Another discovery: Star photographer and DJ Mpozi Mshale Tolbert remembered that same Birdy's show on the Okayplayer.com message boards:
I missed the main show at the Murat (editing pictures till late), but it turns out the man was playing a word of mouth only after party at this rock and roll cheap beer road bar called Birdy's up on the north side of town...Note: Read tributes to Mpozi, who died in 2006, here and here.
the place was packed by about 12:30, and people were pretty mellow, no drama, it was like 30 plus bucks to get in (i wasn't payin a DIZZLE! i had a hand full of flyers for various parties, so i guess i got the promoter comp), and dude went on about 1:30 or 2...
i don't know enough of his music to give a set list, but suffice to say, that this cat who has played on some HUGE stages took to this little tiny stage like it was madison square garden...
they riffed off of atomic dog (the tune playing when they took the stage), then moved into what seemed like just a really fun (for them) free form jam... i respected the fact that he's step aside and let his musicians (bass, drums, trombone/flute, tenor sax) take the lead....
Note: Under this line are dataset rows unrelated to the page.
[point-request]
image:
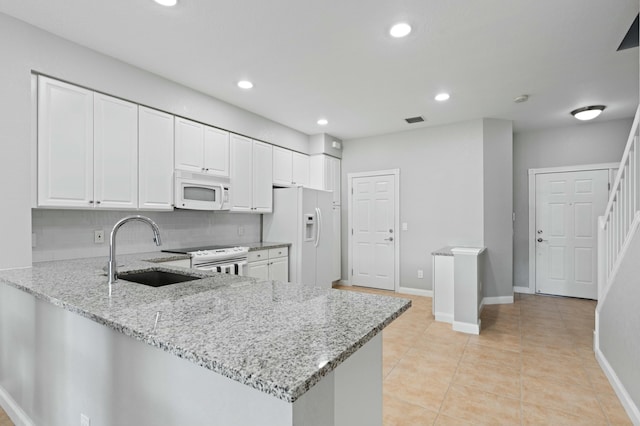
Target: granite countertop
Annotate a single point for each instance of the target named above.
(264, 245)
(444, 251)
(280, 338)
needless to say, that dude can PLAY a guitar.... makes it look crazy easy!
oye como va (versioned out) turned into an extended drum solo that would have made a certain afro'd drummer proud!
best of all, the audience stayed hype, and non pretensious, giving the whole affair a positive vibe....
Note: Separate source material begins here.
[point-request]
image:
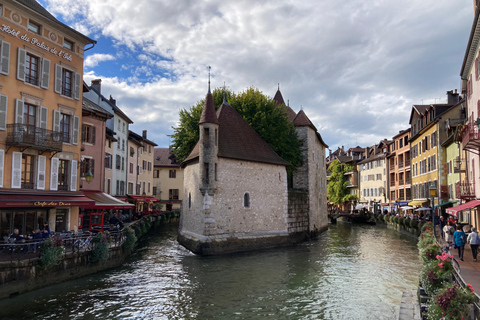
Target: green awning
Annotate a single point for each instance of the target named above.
(445, 203)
Dan Coleman of Spirit of '68 remarked on Facebook that a Prince show was the best he's ever seen live. I asked him to explain why:
The show was in the round and he must have played for close to 3 hours. His band in incredibly tight because his band leader is Maceo MF'n Parker. In the middle of the show he does an acoustic set with this just him and his guitar doing stripped down classics and leading the crowd in sing alongs. It was incredible.
I mean, just look at this set list.
It's the same reason I can never see Radiohead. I saw them at Bonnaroo in 2006. They will never play a better set list than this. I'm good on them forever, it will taint the memory.
I was lucky enough to catch Prince three times.
President Obama weighed in on Facebook, too:
Today, the world lost a creative icon. Michelle and I join millions of fans from around the world in mourning the sudden death of Prince. Few artists have influenced the sound and trajectory of popular music more distinctly, or touched quite so many people with their talent. As one of the most gifted and prolific musicians of our time, Prince did it all. Funk. R&B. Rock and roll. He was a virtuoso instrumentalist, a brilliant bandleader, and an electrifying performer..
“A strong spirit transcends rules,” Prince once said — and nobody's spirit was stronger, bolder, or more creative. Our thoughts and prayers are with his family, his band, and all who loved him.
93.9 FM is spinning Prince right now. Listen live.
Purple tears going up at Indy CD and Vinyl
DJ and teacher DJ Metrognome remembers Prince:
Prince embodies the spirit and definition of what being an artist is all about. He didn't hesitate at the idea of conflict or controversy, always expressing himself the best way he knew how. He was fearless and showed the world what courage looked like in the form of music and musicianship. Dismissive of rules, I feel like he understood that he could pass that power on to the listener. But his power, to me, also was rooted in his own enigma. And while this is terribly sad, it's also somehow fitting that his personal life was never exposed or uncovered... just the way he liked it.